Capítulo 93
Mohammad nunca amou, na verdade, nunca desejou amar ninguém.
E seu modo de pensar em usar e depois jogar fora foi implantado em sua mente, e tinha a mentalidade de que todos eram utensílios descartáveis para saciar seu prazer.
Logo, não teve o gosto de experimentar o que era o amor, a sensação gerada de pertencer a uma única criatura.
Essa coisa de compartilhar a mesma cama, ver suas camisas no corpo de outra e ouvir de sua boca o mais sincero ‘eu te amo’ era um pecado diante de sua perfeição.
Nisso, recorda-se de um quadro, desconhecido e sem nome.
Era apenas uma matéria na grade escolar.
Após uma febre louca, e a conexão com seus ideais torpes, esqueceu de prender a alma.
Odiava sujeira, o contato com qualquer coisa considerada nojenta não era tolerado.
E esse tipo de trabalho, onde o professor sabia das limitações, permitiu os pincéis.
Mesmo que o programado exigisse uma conexão igual aos antepassados.
Ainda assim, essa criança que estava numa turma avançada demais para a idade natural, fazia todos se ajoelharem e obedecer à sua lei.
No entanto, a alma não aprisionada o tomou a ponto de sujar as pontas de seus dedos e formar um retrato doloroso.
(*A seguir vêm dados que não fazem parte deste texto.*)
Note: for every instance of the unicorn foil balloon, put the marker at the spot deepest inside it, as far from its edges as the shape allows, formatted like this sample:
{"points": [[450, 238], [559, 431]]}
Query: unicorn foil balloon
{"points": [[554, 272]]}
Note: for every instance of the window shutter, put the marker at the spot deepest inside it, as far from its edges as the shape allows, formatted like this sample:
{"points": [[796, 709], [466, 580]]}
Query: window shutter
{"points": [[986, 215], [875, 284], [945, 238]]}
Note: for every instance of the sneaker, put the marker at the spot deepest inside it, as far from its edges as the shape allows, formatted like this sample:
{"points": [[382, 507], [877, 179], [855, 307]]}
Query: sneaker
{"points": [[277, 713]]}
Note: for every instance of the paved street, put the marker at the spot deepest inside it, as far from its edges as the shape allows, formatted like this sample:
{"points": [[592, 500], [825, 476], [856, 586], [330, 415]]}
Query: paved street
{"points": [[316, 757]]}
A fisionomia dessa tela era um borrão negro, impedindo a identificação do sujeito.
Porém:
“Tão lindo.”
Baixo, como se conversasse sozinho, flertou com o material frio que expressava um calor jamais experimentado.
Até esse momento.
Se tivesse a oportunidade de conhecer com seus 20 anos, com certeza, o conceito que carregou por tanto tempo não seria utilizado.
Pela primeira vez, como agora, diria ‘eu te amo’ e seria único em sua vida, e vice-versa.
Seria ele, a escutar a confissão apaixonada, e não Márcio.
Perdendo a chance de conhecer essa mulher maravilhosa.
Mas não faria o mesmo, tão pouco tentaria achar outra com a característica dela.
Não nesta vida, os dois têm que ficar juntos, para todo sempre.
“Vai demorar um pouco, mas ouvirei desses lábios uma declaração apaixonante. Falará ‘eu te amo’ pra mim.”
“Hahaha! Meu deus, não acredito que estou vivendo Sekaiichi.”
Apesar de levar esse relato com leviandade, não achando mais que uma piada, Mohammad estava bem sério, e mesmo não querendo, estava quase vivendo outra história da mesma autora.
O casal favorito, para ser exato.
Que são nada mais do que Hiroki e Nowaki de Junjou Romantica.
E, por não perceber, se comporta como se os sentimentos de Mohammad não fossem firmes, afirmando que nunca amará como seu primeiro amor.
Todavia, assim como Nowaki, que comeu pelas beiradas nesse romance egoísta, fará o mesmo, só que intenso e privilegiadamente rico.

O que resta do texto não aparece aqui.